UK betting technology provider Sportech plc has posted a strong set of FY-2016 results, flagging the following highlights:
* Profit before tax up 216 percent at GBP 30.7 million (2015: £9.7m);
* Results in line with expectations with overall EBITDA up 3 percent to GBP 23.8 million (2015: GBP 23.1 million);
* Victory in the eight-year VAT judicial struggle with HM Revenue and Customs, resulting in a GBP 97 million refund;
* Plans to return capital to shareholders by way of a tender offer for approximately GBP 20 million of Sportech ordinary shares, representing a buyback of around 10 percent of the issued share capital;
* Transformation in group financing with adjusted net cash balances at 31 December 2016 of GBP 36.5 million compared to adjusted net debt of GBP 57.7 million in 2015. The latter reduces by GBP 21.5 million once the Spot the Ball tax and fees are paid, and following receipt of the remaining GBP 3 million;
* Balance sheet strengthened by GBP 22.6 million despite a detailed review of assets leading to a non-cash impairment of GBP 63.7 million;
* Adjusted profit before tax is up by 17 percent to GBP 13.8 million (2015: GBP 11.8 million)
” On a constant currency basis, EBITDA, excluding the closed collector channel, remained level with 2015 at GBP 23.8 million, made up of:
Sportech Racing and Digital – GBP 9.4 million – down GBP 300,000 compared with the same period a year ago.
Sportech Venues – GBP 2.7 million, GBPO 500,000 down y-o-y.
Football Pools – up 5 percent at GBP 15 million.
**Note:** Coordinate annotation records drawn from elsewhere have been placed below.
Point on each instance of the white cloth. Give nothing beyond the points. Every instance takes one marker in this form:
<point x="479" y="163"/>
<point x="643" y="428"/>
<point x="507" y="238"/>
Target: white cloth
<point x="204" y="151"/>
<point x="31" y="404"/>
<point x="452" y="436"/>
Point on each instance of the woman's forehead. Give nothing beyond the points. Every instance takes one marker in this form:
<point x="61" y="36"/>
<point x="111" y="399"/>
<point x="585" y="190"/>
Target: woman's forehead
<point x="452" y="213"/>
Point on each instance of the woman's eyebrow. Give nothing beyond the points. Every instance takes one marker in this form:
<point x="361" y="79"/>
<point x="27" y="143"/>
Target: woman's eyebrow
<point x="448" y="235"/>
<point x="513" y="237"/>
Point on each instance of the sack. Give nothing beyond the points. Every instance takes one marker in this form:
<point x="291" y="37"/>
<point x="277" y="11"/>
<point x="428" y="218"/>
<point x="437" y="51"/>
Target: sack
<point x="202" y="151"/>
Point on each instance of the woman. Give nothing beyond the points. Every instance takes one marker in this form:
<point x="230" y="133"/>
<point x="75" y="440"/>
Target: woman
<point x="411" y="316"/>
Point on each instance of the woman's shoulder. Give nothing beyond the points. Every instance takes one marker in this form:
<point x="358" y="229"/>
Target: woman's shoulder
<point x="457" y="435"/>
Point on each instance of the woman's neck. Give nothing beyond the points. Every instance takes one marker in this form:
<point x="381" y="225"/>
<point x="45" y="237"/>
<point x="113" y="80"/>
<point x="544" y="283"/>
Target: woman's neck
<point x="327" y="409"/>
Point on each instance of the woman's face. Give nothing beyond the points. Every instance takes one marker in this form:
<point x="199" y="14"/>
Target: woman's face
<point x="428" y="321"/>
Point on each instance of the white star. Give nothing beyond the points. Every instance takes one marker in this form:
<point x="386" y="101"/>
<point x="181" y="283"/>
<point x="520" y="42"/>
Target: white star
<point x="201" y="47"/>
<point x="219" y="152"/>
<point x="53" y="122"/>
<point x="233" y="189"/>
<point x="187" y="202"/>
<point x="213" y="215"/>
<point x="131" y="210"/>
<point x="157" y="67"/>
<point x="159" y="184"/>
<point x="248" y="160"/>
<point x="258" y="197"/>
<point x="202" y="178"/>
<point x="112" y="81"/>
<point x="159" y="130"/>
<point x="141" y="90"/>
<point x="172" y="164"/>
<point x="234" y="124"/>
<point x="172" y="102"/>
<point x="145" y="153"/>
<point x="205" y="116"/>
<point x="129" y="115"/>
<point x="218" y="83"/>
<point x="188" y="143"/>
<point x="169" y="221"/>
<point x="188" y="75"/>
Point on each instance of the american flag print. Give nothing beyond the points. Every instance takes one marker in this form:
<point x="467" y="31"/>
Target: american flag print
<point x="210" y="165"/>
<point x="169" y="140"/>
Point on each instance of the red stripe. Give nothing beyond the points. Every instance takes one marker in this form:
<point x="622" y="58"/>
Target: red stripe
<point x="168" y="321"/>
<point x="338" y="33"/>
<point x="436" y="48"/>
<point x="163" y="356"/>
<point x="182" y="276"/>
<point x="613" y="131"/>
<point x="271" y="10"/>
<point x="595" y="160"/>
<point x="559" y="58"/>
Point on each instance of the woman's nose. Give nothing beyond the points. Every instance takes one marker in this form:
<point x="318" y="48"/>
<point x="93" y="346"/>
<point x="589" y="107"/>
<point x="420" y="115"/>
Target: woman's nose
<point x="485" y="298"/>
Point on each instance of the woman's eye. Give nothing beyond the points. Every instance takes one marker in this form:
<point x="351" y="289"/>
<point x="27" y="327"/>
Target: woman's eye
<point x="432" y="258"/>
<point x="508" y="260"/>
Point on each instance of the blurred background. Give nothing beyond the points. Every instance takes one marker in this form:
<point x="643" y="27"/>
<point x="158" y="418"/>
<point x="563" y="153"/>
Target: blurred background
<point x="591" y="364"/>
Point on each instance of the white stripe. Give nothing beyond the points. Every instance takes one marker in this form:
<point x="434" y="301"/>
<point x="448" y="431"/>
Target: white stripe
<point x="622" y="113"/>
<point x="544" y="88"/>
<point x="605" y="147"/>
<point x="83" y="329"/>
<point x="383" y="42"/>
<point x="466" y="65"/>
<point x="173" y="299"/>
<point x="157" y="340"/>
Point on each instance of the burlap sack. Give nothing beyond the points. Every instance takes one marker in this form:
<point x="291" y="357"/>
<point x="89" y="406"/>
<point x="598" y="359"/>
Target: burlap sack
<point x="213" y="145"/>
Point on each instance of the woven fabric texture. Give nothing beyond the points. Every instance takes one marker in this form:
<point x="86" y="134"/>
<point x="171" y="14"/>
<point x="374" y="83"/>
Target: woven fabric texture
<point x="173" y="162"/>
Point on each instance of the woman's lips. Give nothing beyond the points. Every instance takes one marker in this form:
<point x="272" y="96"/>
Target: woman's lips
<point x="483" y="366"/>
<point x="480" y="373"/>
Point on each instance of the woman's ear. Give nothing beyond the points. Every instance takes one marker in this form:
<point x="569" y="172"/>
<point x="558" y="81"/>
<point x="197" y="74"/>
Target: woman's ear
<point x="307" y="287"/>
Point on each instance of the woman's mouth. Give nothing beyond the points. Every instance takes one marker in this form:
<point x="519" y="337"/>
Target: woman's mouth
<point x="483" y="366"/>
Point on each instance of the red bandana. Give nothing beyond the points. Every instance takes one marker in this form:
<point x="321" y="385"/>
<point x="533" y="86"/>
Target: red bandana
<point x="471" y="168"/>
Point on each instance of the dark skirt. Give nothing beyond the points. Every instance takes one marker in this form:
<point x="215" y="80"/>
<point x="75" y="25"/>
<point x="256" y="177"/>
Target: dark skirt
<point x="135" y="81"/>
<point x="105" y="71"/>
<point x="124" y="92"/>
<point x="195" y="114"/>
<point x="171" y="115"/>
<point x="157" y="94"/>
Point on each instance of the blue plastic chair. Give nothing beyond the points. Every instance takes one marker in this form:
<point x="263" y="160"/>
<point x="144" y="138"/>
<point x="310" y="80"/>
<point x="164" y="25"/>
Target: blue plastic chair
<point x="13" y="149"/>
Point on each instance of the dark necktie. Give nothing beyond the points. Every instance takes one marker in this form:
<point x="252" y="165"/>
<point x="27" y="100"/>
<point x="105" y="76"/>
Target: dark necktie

Post the reporting period, the company announced the sale of its The Football Pools subsidiary for GBP 83 million in a deal with a private equity fund.
Group chief executive Ian Penrose said in his report Thursday:
“This has been a transformational year. We have moved into a strong net cash position and have today announced details of a return of capital to shareholders. We have also announced the sale of our Football Pools business for GBP 83 million, following a highly successful modernisation programme.
“The Group is now in a strong position and more focused to take advantage of the strategic positioning of its predominantly US based businesses.”